Malabar was one of five iron-hulled vessels of the Euphrates class. All five were built to a design of 360 ft overall length by about 49 ft breadth, although Malabar was very slightly smaller than the rest of the class. They had a single screw, a speed of 14 knots, one funnel, a barque-rig sail plan, three 4-pounder guns, and a white painted hull. Her bow was a "ram bow" which projected forward below the waterline.
The Euphrates-class troopships could each be identified by a different coloured hull band. The Malabars hull band was black. The blue hull band of her sister Euphrates became the standard for all HM Troopships.[1]

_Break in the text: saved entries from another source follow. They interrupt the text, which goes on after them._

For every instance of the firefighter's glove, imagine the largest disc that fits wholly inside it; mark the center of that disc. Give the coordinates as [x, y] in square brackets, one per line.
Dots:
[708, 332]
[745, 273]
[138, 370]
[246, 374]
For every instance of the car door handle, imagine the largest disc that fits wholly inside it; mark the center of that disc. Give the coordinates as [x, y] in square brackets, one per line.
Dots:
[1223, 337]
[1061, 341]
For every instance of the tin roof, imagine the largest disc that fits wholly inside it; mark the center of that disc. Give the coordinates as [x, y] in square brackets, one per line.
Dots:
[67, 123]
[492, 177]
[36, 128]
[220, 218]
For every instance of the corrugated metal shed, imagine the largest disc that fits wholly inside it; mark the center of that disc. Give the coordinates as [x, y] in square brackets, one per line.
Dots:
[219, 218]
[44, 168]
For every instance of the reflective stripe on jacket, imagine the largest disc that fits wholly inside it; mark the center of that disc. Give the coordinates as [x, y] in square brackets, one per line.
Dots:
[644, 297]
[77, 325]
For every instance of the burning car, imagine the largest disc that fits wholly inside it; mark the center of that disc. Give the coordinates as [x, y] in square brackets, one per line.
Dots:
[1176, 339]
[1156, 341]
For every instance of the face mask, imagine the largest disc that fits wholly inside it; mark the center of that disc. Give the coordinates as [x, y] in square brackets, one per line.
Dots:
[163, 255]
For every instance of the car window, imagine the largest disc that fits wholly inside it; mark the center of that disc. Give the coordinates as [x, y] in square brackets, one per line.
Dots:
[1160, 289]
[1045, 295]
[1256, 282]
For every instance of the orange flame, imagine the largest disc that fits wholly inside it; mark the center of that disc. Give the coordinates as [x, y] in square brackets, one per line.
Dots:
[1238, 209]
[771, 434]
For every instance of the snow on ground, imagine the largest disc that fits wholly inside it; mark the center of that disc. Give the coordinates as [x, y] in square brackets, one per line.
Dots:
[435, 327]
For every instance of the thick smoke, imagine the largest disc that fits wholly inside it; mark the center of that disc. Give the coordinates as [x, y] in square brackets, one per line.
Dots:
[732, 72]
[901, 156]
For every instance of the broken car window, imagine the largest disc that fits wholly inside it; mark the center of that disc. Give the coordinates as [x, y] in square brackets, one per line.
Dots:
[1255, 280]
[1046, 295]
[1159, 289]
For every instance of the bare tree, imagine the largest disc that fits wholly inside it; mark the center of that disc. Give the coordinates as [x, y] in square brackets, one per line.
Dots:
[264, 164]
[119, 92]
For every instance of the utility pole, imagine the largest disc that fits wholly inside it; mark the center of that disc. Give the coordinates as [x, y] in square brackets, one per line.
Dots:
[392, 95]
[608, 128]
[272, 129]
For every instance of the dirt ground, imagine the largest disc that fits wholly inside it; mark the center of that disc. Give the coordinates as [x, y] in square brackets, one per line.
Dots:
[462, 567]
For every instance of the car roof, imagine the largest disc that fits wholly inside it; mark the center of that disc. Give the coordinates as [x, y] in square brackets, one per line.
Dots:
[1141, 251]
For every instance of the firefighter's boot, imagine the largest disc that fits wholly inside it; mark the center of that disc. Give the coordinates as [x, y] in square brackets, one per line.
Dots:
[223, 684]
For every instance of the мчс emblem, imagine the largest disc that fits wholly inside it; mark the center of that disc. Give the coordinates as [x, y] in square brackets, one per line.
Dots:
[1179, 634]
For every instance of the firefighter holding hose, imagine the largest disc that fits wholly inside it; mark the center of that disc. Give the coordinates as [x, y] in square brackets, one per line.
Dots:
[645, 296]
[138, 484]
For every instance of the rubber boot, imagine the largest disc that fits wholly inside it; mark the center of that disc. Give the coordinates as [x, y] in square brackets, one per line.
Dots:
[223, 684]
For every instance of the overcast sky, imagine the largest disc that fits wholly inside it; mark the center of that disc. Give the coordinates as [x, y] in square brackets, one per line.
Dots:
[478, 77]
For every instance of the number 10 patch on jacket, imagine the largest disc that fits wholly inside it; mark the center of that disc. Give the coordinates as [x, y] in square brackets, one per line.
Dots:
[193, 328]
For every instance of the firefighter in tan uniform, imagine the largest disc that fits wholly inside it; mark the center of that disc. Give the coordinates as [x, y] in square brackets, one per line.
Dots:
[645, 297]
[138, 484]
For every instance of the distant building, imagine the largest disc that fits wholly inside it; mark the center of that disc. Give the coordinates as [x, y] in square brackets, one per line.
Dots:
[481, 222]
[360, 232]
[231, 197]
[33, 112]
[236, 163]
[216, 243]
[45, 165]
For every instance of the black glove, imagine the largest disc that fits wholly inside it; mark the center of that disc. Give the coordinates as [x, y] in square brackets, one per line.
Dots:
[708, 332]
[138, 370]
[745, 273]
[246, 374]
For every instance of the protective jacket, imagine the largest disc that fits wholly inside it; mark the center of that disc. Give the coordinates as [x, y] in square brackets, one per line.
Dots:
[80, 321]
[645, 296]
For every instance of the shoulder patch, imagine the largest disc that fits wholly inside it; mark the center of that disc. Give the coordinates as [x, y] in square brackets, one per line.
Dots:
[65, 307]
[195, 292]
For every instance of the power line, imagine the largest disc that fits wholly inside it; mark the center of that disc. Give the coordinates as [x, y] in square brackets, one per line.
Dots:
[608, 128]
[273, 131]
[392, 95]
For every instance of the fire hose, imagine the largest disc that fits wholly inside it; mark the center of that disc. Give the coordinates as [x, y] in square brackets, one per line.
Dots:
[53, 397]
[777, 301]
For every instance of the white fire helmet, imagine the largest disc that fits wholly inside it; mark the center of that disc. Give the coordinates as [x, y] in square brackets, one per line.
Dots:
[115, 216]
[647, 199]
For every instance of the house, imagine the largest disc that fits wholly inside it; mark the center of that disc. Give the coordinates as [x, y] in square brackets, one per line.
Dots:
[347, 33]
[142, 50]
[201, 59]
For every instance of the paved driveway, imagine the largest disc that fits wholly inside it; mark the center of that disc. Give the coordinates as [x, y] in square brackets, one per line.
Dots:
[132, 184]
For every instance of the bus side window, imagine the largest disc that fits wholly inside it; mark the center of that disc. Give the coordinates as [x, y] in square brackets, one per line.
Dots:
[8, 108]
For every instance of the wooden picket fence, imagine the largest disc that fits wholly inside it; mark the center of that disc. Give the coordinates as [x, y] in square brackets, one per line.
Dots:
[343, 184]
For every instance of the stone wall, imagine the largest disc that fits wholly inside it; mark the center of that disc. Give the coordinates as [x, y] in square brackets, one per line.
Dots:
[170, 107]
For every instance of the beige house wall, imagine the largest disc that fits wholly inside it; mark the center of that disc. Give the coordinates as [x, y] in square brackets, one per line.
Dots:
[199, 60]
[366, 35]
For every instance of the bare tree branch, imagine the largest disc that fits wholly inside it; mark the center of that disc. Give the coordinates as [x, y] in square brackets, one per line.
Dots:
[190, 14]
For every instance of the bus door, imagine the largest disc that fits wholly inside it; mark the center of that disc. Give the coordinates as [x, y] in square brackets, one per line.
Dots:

She was built to transport troops between the United Kingdom and the Indian sub-continent, and was operated by the Royal Navy. She carried up to 1,200 troops and family on a passage of approximately 70 days.
In common with her sisters, she was re-engined, her single-expansion steam engine being replaced with a Napier 2-cylinder compound-expansion engine in 1873.
On 2 November 1878, she suffered an engine breakdown in the English Channel 17nmi east south east of Prawle Point, Devon whilst on a voyage from Portsmouth, Hampshire to India. She was taken in tow by the steamship Benjamin Whitworth, which with the assistance of two Admiralty tugs took her in to Plymouth, Devon.[2] In 1878 or early 1879 she grounded in Whitsand Bay near Plymouth. Her commanding officer, Captain Percy Luxmoore, was dismissed from the ship and replaced by Captain John Grant.
Between August 1887 and early 1890 she was commanded by Captain Arthur Dalrymple Fanshawe.[3]
She became the depot ship at Bermuda in 1897 and was renamed HMS Terror on 1 May 1905; the name Malabar was later used by the Royal Naval dockyard at Bermuda. Terror was sold in January 1918.